Despite all the obvious ways "Black Bot the Pirate" is different from your typical "AoStH" episode, this is still a goofy comedy show. The first half of the episode is devoted to the characters screwing around on a pirate ship. Blackbeard wields nun-chucks in one scene. The physical comedy is pretty lame, as usual, though a bit where Tails quickly paints Grounder to resemble Sonic made me grin a little. Despite its time-spanning plot and world-in-the-balance stakes, the episode still has time to include Sonic tricking the baddies by wearing a disguise. (As well as most of the cast's stock catchphrases, though I guess there weren't any chili dog stands back in Blackbeard's day.) There's also an unlikely moment of Sonic re-programming the robot whale he and Tails are stuck in, so there's just nothing this hedgehog can't do.

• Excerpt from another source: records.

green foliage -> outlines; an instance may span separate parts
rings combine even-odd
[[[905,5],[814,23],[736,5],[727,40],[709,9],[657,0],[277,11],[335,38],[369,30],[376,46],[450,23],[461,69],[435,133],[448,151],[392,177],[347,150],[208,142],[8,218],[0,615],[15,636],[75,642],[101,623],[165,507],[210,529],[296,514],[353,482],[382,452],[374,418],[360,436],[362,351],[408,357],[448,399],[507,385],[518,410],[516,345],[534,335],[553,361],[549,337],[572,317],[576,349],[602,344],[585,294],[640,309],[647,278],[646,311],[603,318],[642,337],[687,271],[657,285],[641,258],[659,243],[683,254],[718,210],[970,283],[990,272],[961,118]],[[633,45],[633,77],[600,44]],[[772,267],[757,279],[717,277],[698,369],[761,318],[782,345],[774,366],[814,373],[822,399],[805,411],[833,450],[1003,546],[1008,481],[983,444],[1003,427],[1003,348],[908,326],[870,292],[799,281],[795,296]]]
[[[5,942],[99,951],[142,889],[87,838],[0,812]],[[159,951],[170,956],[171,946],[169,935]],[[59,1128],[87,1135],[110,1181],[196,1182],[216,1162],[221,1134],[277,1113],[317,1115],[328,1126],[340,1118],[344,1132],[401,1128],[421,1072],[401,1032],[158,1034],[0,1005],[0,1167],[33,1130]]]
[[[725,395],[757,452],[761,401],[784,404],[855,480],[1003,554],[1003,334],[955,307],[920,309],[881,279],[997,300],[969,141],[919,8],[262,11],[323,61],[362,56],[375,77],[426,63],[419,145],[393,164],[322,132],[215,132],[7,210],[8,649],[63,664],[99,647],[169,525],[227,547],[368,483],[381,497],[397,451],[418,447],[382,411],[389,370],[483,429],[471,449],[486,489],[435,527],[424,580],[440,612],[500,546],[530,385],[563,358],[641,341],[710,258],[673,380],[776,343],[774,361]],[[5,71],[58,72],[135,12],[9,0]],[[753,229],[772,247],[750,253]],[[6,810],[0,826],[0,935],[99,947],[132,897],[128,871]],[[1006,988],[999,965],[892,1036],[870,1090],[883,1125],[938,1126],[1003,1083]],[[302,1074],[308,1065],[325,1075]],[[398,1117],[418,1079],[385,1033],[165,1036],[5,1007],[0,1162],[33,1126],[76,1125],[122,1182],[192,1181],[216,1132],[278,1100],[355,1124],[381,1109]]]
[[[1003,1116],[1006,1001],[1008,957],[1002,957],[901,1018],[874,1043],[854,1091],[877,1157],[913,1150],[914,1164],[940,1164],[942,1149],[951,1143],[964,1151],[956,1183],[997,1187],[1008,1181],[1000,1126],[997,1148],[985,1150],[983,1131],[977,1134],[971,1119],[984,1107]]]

Still, I guess ambition is worth something. Even if it's exactly what you'd expect from this show, "Blackbot the Pirate" is also so atypical for this series that I kind of have to give it a positive score. We'll see how my much my opinion changes as I work my way through the rest of this story arc. [6/10]
I think it's worth mentioning that the animation for the "The Quest for the Chaos Emeralds" episodes were outsourced to TMS, an animation studio in Japan, who later made Sonic X.